The incentives can be a percentage of spending, a fixed amount per unit of energy saved, or a percentage of net benefits. For example, California’s incentive mechanism metes out a per-unit savings penalty for failure to achieve 65 percent or more of the DSM target, no reward for 65 percent to 85 percent of target, and tiered awards of 1 percent to 12 percent of net benefits for up to 125 percent of the DSM target. The mechanism also has a total dollar cap.
In Colorado, the natural gas performance bonus is a combination of achieving the performance targets and minimizing the cost per unit saved. A bonus factor is calculated by multiplying 50 percent of the difference between the percentage of the performance target and a threshold level of 80 percent times the ratio of the actual cost per therm saved and the budgeted cost per therm saved. The bonus factor is multiplied times the cost of the program with the final bonus capped at the lesser of 20 percent of expenditures or 25 percent of net benefits. The mechanism thus strives to encourage increased savings and reduced program costs.

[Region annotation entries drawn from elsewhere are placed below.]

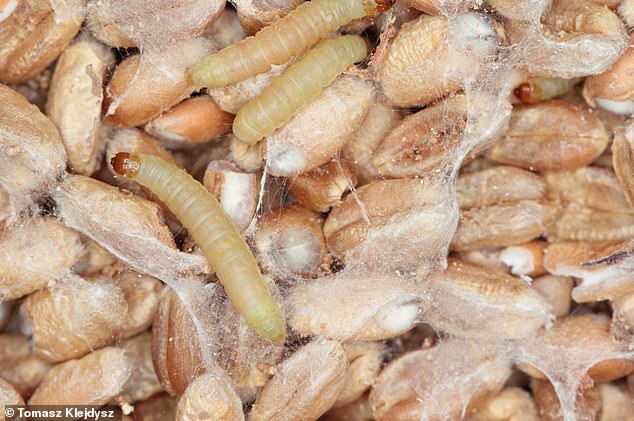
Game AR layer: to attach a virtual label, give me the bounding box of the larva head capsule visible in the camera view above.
[110,152,140,178]
[363,0,394,16]
[374,0,394,13]
[513,82,538,104]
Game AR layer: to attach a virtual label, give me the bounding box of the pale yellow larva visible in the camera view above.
[189,0,392,88]
[111,152,286,345]
[233,35,368,144]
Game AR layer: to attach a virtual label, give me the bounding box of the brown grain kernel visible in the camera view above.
[0,218,84,300]
[254,206,331,275]
[46,38,114,175]
[379,13,497,107]
[598,383,634,421]
[88,0,225,48]
[531,379,601,421]
[320,393,374,421]
[73,236,117,275]
[532,275,574,317]
[341,97,403,184]
[505,0,627,79]
[152,288,215,396]
[249,340,348,421]
[500,240,548,277]
[546,167,632,212]
[176,370,244,421]
[55,175,209,281]
[0,379,24,412]
[207,60,293,114]
[105,38,211,127]
[372,95,467,177]
[456,165,546,209]
[289,161,357,212]
[469,387,541,421]
[24,275,127,362]
[235,0,302,35]
[370,340,511,421]
[203,161,260,232]
[152,283,283,400]
[113,269,163,338]
[134,393,178,421]
[583,47,634,114]
[0,0,84,83]
[419,259,551,338]
[324,179,456,270]
[286,275,420,341]
[266,75,374,177]
[145,96,233,149]
[333,342,386,408]
[0,84,66,218]
[456,247,509,273]
[544,241,634,302]
[450,200,556,251]
[612,126,634,208]
[28,347,132,406]
[548,204,634,241]
[521,313,634,382]
[489,100,609,171]
[0,334,51,399]
[121,331,163,404]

Under the third category, regulators might authorize an enhanced rate of return on the deferred balance remaining after the utility chooses to defer and amortize its DSM expenditures. Until 2010, when the state moved to a tariff rider approach, Nevada authorized an additional 5 percent equity return on deferred balance of DSM expenditures. Legislation authorizes enhanced returns as a performance mechanism in several jurisdictions, but currently no state is employing the enhanced ROE shareholder incentive mechanism.
A Balanced Future
An optimal energy system contains a mix of demand- and supply-side resources. Such a mix should produce the most cost-effective, reliable, and environmentally responsible portfolio—but only if regulators ensure that utilities will remain indifferent in choosing between supply-and demand-side options.
This indifference can best be guaranteed, however, if regulators pursue a combination of policies: reasonable cost recovery, effective compensation for revenues lost to falling sales, and viable incentives for shareholders—incentives commensurate with earnings opportunities on the supply side.
Endnotes:
1. Resolution in Support of Incentives for Electric Utility Least-Cost Planning, NARUC, July 27, 1989.
2. Financial Analysis of Incentive Mechanisms to Promote Energy Efficiency: Case Study of a Prototypical Southwest Utility, LBNL-1598E, March 2009.
3. A September 2011 ACEEE survey of lost revenue mechanisms reports the mechanisms are seeing a resurgence of interest, primarily in jurisdictions with limited DSM program implementation experience.
4. In some jurisdictions the implementation of a decoupling mechanism has been accompanied by a reduced authorized return to reflect this stability.